Notably, the concordance effect (i.e., black patients being treated by black physicians) is never assessed directly. Data buried in an appendix clarifies the likely reason. That is, the effect the authors observe is driven by better outcomes among black patients who are served by non-black physicians in facilities with a higher proportion of black doctors. Suffice it to say, the idea that black doctors are no more effective than others at treating black patients but that their presence makes others more effective at treating black patients strains credibility. Precisely why they observe the pattern that they do is unclear, but making logical sense of the data indicates that a higher share of black doctors is the result of something that causes better relative outcomes for black patients rather than being the cause of those better outcomes.
The final study is the easiest to debunk. The authors analyze surveys taken by patients about their experience at a recent outpatient visit. The authors observe and dwell upon the fact that black patients are more likely to give the highest possible score to black doctors on a question about “the likelihood of your recommending this care provider to others” compared to non-black doctors. Notably, however, the average score given by black patients to black doctors doesn’t differ from the average score given to non-black doctors. In other words, the outcome is sensitive to considering only highest possible score versus all other possible scores and falls apart when considering the full range of outcomes. Other seemingly notable findings that are glossed over in the paper are that this same phenomenon is only observed among black patient-provider dyads and that there is no difference for white, Hispanic, or Asian patients when it comes to whether they would offer the most enthusiastic recommendation of a racially concordant provider compared to other providers. Further, the survey features 10 questions, including ones seemingly more important than the recommendation question. For example, it asks about “information the care provider gave you about medications (if any)” and “instructions the provider gave you for follow up care (if any).” The recommendation question was the only one of the 10 in which black patients were more likely to give the highest possible score to black doctors compared to other doctors. Altogether, then, the study fixates on a conclusion that is sensitive to how survey outcomes are operationalized, glosses over the fact that the phenomenon is observed in only one group, and minimizes the fact that concordance benefit is observed in only one of 10 survey questions.

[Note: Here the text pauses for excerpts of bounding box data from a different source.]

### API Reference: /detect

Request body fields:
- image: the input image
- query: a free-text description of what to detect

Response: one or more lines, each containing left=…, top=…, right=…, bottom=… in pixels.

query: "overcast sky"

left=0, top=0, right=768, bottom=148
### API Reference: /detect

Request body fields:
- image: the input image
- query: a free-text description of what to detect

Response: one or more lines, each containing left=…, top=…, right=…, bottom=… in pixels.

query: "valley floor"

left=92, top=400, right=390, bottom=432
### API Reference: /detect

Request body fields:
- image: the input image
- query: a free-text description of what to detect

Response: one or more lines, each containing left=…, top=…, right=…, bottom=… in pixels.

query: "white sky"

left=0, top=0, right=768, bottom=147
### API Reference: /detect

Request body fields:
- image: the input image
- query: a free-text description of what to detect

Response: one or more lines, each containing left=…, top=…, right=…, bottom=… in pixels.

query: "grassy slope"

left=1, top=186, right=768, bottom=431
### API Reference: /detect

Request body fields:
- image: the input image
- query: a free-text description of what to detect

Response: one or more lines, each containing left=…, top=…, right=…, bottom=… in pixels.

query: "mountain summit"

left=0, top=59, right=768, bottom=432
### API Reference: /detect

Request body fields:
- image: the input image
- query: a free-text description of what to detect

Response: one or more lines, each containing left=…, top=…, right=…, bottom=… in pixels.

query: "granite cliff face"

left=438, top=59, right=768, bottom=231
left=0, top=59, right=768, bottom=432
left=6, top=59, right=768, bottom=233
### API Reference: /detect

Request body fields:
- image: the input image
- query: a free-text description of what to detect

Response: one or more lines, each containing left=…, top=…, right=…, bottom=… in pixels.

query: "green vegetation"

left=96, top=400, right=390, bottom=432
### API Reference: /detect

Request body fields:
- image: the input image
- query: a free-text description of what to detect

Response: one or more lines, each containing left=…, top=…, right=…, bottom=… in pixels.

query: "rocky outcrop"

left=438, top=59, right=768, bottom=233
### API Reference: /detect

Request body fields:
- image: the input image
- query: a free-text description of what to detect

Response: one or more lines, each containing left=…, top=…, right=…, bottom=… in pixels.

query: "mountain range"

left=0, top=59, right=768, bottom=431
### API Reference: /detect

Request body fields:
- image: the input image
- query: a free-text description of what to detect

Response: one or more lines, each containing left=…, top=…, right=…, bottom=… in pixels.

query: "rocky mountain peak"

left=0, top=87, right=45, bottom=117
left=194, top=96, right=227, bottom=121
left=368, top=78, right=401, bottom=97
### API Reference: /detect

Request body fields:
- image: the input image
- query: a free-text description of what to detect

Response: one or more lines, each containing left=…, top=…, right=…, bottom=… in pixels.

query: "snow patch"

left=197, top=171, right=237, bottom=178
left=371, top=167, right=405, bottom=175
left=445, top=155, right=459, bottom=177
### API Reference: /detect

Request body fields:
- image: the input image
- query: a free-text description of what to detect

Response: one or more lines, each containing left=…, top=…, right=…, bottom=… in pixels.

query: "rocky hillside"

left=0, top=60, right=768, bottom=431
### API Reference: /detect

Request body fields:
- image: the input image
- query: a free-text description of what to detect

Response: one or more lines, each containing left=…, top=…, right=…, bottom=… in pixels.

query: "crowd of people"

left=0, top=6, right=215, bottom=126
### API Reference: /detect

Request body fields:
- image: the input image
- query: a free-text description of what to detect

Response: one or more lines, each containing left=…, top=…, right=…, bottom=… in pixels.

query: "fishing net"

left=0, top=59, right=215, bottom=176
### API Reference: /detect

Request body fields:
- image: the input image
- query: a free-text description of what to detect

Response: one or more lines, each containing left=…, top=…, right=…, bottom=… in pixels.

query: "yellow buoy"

Overall, the evidence is clear: Merit ought to stand alone in determining access to medical school. But you don’t need to take our word for it — just ask black patients themselves. In multiple national surveys, the vast majority of black patients say they have no preference for the race of their doctor. Of course they don’t. Like anyone else, black patients are focused not on race but on getting excellent medical care. And, like anyone else at the bedside, they prioritize technical competence, thoroughness, clear communication, and overall quality far higher than demographics.